Sebagai pelatih, Boynton tidak ingin Isner mengingat pertandingan itu. Tujuannya, agar Isner bisa terus maju dan jadi lebih percaya diri dalam menghadapi pertandingan-pertandingan berikutnya.
Pelatih Isner itu meyakini, 10, 15 atau beberapa puluh tahun lagi setelah Isner pensiun, ia akan mengingat lagi pertandingan tersebut dan mengatakan, ”Apa yang saya lakukan itu cukup hebat. Saya dan Nicolas ada dalam buku-buku rekor karena pertandingan itu.”
Peringkat terbaik Isner hingga saat ini adalah ke-18 dunia. Akan tetapi, ia masih harus terus berjuang untuk bisa melangkah dari putaran keempat di sebuah turnamen utama (grand slam).
Begitu juga dengan Mahut.
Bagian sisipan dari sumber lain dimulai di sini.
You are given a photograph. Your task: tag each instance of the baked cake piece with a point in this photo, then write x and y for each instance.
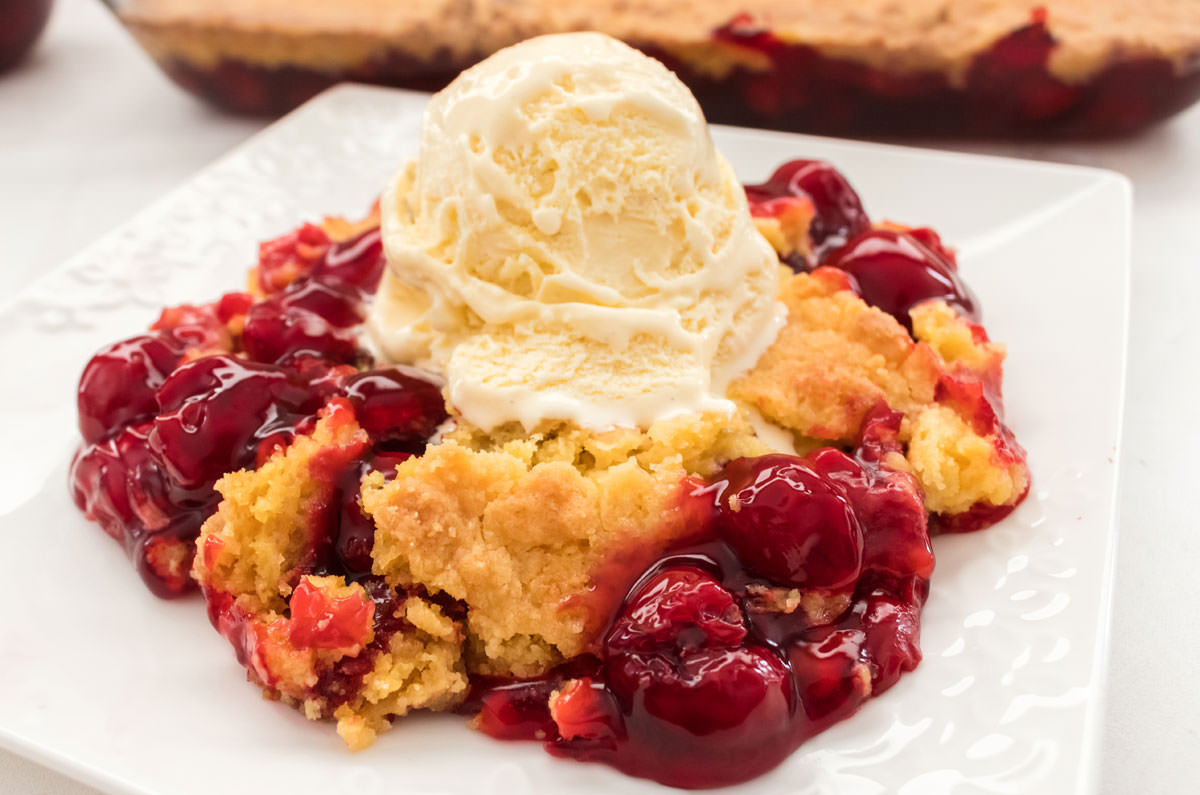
(671, 509)
(923, 66)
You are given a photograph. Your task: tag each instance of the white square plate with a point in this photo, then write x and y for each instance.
(115, 687)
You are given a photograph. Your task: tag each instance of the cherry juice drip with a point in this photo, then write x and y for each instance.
(796, 602)
(889, 269)
(220, 387)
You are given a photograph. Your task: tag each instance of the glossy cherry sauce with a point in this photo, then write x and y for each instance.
(219, 387)
(707, 675)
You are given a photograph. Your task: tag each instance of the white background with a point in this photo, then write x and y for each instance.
(90, 132)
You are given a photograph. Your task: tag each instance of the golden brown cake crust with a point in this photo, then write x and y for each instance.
(520, 544)
(838, 358)
(895, 35)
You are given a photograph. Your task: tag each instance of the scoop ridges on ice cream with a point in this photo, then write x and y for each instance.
(570, 245)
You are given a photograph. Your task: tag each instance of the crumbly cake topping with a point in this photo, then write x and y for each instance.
(897, 35)
(520, 543)
(838, 358)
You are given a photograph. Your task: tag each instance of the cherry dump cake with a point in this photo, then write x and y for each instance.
(1026, 67)
(573, 434)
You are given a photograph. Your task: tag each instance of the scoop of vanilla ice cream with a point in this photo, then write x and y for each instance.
(569, 245)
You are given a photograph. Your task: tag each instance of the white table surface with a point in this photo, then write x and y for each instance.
(90, 132)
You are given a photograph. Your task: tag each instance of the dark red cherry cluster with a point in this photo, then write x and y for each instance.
(891, 269)
(220, 387)
(798, 599)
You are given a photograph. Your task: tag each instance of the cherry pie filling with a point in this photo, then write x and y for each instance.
(795, 598)
(1008, 89)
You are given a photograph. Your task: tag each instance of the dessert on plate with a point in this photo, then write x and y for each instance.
(877, 66)
(574, 434)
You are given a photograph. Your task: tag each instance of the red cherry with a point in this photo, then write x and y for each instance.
(215, 411)
(321, 621)
(397, 405)
(681, 609)
(705, 718)
(789, 524)
(839, 213)
(274, 332)
(118, 386)
(337, 305)
(893, 633)
(894, 272)
(358, 262)
(829, 674)
(891, 508)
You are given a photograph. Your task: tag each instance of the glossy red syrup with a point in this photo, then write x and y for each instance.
(838, 211)
(1008, 90)
(711, 668)
(697, 683)
(220, 387)
(891, 269)
(894, 272)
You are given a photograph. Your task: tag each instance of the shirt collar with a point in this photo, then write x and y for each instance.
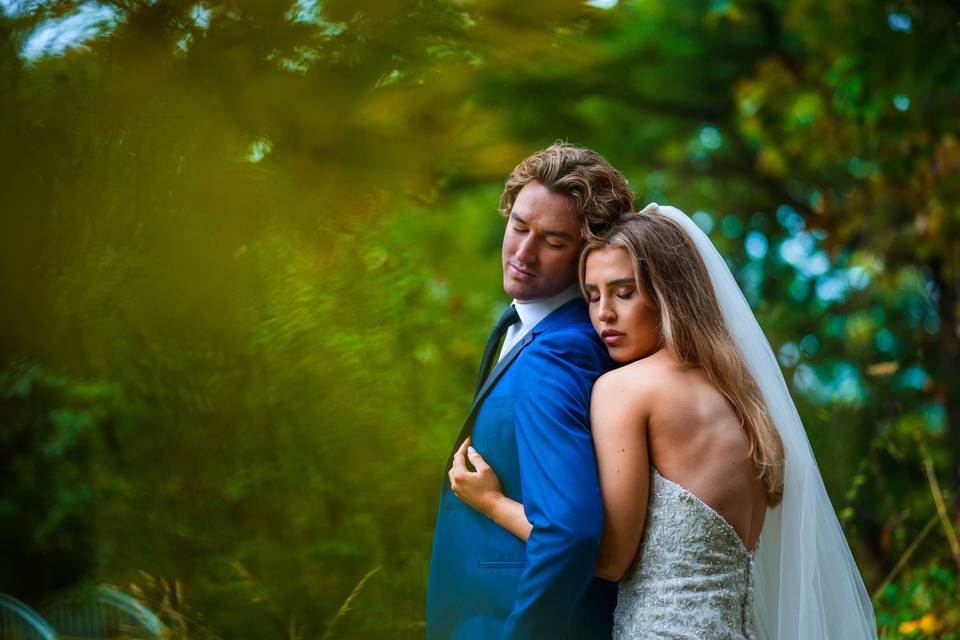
(534, 311)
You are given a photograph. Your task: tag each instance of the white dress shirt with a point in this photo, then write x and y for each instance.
(533, 312)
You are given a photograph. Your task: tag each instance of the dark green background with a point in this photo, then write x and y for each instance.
(250, 255)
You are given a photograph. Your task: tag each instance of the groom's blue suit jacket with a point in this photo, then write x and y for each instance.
(530, 421)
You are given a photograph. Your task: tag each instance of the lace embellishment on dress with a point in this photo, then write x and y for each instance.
(692, 577)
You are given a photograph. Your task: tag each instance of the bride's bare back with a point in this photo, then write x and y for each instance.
(693, 437)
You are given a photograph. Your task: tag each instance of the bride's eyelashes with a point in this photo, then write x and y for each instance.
(626, 295)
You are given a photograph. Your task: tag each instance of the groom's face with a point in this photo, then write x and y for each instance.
(541, 244)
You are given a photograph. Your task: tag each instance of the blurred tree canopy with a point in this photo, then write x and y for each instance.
(251, 256)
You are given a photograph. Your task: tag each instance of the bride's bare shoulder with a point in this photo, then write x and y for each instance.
(638, 382)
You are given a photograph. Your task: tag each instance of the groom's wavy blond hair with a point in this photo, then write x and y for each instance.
(598, 192)
(670, 271)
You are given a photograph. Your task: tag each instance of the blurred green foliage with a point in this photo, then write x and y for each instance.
(251, 256)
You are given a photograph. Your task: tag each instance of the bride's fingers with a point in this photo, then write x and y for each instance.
(477, 460)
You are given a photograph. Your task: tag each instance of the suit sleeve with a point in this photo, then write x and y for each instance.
(558, 476)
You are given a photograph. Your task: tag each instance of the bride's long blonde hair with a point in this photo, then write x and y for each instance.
(670, 272)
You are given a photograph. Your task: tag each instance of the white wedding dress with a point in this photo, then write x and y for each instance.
(692, 578)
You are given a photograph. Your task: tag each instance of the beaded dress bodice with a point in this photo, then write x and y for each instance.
(692, 577)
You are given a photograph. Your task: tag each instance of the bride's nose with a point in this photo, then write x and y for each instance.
(607, 314)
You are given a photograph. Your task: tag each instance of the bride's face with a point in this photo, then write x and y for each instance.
(626, 320)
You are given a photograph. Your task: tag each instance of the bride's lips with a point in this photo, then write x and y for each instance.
(611, 337)
(519, 273)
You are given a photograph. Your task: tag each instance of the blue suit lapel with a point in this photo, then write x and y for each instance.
(558, 316)
(498, 370)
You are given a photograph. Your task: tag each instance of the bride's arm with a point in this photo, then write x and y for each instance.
(618, 419)
(481, 490)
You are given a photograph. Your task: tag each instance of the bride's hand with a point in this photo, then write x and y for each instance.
(481, 488)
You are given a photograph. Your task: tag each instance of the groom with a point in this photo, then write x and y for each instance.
(530, 420)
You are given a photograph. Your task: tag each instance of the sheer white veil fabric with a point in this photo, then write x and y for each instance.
(806, 583)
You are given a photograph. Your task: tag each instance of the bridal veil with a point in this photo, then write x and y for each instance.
(806, 583)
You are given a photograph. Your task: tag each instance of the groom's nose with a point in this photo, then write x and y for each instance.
(526, 250)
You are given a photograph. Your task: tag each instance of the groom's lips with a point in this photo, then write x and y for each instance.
(612, 337)
(519, 273)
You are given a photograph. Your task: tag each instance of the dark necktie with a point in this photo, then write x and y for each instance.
(489, 353)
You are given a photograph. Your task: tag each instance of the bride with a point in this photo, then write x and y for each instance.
(717, 523)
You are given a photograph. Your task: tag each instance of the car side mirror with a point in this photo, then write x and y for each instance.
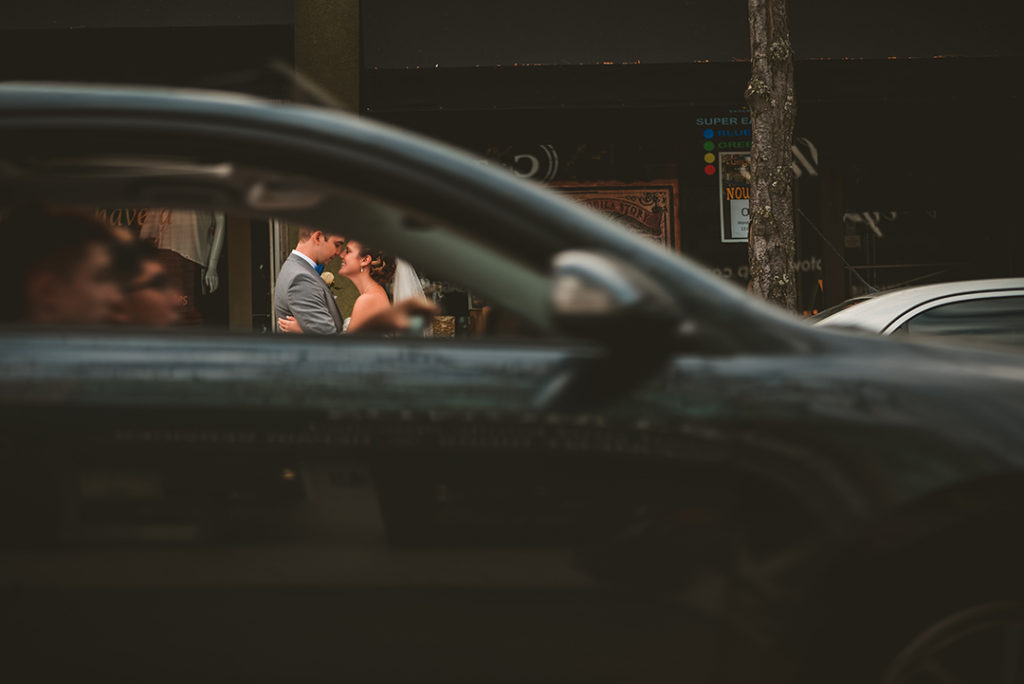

Ia tidak pernah bisa melewati putaran ketiga pada turnamen-turnamen besar. Ia juga belum pernah memenangi rangkaian turnamen tenis dunia, di nomor tunggal putra. Akan tetapi, ia merasa rekor yang ia ukur bersama Isner sudah cukup sebagai kenangan karier tenisnya.
”Saya tahu, jika saya ingin orang membicarakan mengenai saya karena alasan lain, saya harus memenangi sebuah turnamen utama, yang tentu sulit. Mungkin dalam 10 atau 20 tahun, orang tidak akan ingat siapa di antara kami yang memenangi pertandingan itu,” ujar Mahut penuh rasa bangga.